Immer wieder bekommt man zu hören, man müsse als Christ doch nicht ständig in die Kirche rennen. Besonders unter Evangelischen wird das noch als „Freiheit“ gehandelt: Glauben könne man doch auch für sich. Von solchen Anfragen aus dem persönlichen Umfeld erzählte mir erst jüngst wieder jemand.

Klar kann man das – weil Glauben in diesem Zusammenhang so verstanden wird, dass man der Meinung ist, es gibt ein höheres Wesen (und dass man, warum auch immer, deshalb ein anständiger Mensch sein sollte). Ganz anders sieht es aus, wenn Glauben bedeutet, Gott zu vertrauen, ihn zu lieben und sich von ihm verändern zu lassen. Glaube nicht als Meinung, sondern als Prozess – als Weg der Nachfolge. Nicht bloß kognitiv, sondern ganzheitlich. “Love is a verb”, habe ich neulich gelesen.
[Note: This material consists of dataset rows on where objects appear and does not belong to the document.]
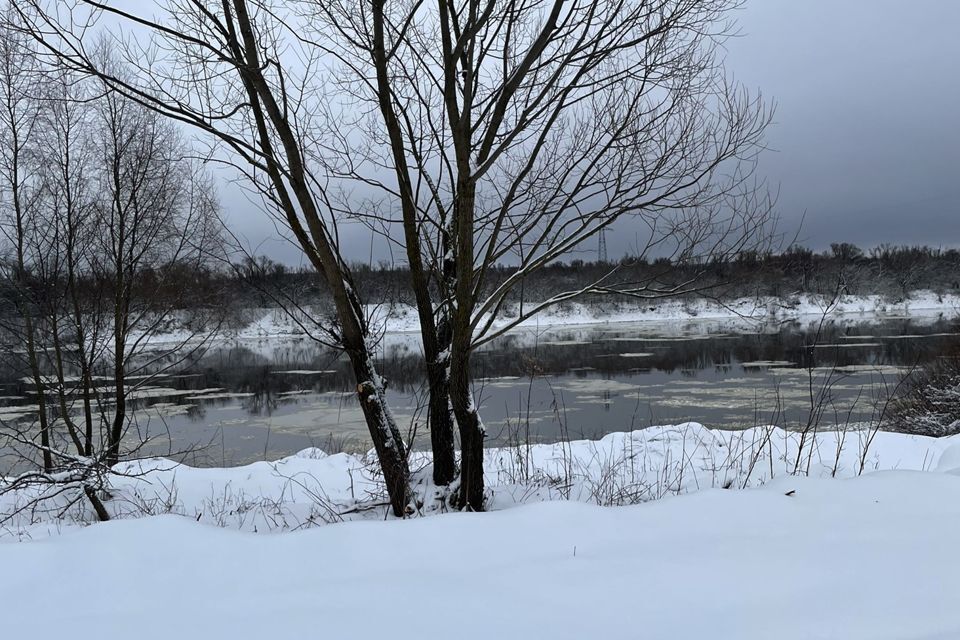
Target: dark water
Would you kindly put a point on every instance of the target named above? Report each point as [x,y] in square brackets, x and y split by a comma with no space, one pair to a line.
[274,397]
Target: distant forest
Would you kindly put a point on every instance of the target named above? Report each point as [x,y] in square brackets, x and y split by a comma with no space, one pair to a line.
[890,271]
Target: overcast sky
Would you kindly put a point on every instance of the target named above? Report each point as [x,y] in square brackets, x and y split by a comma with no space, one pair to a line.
[866,143]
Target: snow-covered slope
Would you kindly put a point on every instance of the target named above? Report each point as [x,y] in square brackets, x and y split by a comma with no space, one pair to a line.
[870,558]
[399,319]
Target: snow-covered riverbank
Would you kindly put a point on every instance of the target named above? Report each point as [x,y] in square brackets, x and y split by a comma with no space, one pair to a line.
[798,557]
[743,313]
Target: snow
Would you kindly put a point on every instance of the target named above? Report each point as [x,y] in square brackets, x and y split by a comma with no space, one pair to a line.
[800,558]
[399,322]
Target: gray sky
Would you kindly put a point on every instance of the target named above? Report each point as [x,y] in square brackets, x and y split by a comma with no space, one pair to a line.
[866,143]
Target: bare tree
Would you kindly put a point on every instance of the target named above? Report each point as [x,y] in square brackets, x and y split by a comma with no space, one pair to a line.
[104,206]
[219,68]
[518,131]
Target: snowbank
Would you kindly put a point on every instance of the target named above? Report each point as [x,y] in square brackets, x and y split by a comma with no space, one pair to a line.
[871,558]
[402,319]
[313,488]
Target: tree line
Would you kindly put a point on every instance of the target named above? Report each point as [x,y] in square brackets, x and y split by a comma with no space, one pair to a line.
[470,134]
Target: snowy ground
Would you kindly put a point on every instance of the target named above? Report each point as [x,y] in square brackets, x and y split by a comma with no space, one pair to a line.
[796,557]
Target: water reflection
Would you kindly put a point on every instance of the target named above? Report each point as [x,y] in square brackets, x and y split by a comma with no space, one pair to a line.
[273,397]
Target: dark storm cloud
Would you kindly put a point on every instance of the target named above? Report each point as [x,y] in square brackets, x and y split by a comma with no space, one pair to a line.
[866,144]
[867,136]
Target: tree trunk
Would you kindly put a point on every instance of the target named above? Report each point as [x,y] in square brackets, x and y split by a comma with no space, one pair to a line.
[440,417]
[383,428]
[470,494]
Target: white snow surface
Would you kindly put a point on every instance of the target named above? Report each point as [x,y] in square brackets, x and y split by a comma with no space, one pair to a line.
[872,556]
[744,312]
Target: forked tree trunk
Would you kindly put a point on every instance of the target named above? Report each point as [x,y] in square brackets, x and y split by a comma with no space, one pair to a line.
[470,494]
[383,428]
[440,409]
Das geht schlechterdings nicht alleine. Beziehung und Gemeinschaft ist für Christen immer die Nagelprobe echten Glaubens: Wie kann denn jemand sagen, er liebe Gott, wenn ihm sein Bruder/seine Schwester gleichgültig ist, fragt Johannes (1. Joh. 4,20). Erst die anderen stoßen mich mit der Nase darauf, wo ich Veränderung nötig habe und erst die anderen können bereits eingetretene Veränderungen wahrnehmen und bestätigen. Dann erst weiß ich, dass ich mir nichts in die Tasche lüge von wegen Anstand und guter Mensch. Nichts kann so befreiend sein wie solch eine Konfrontation und nichts ermutigt mehr als so ein Lob.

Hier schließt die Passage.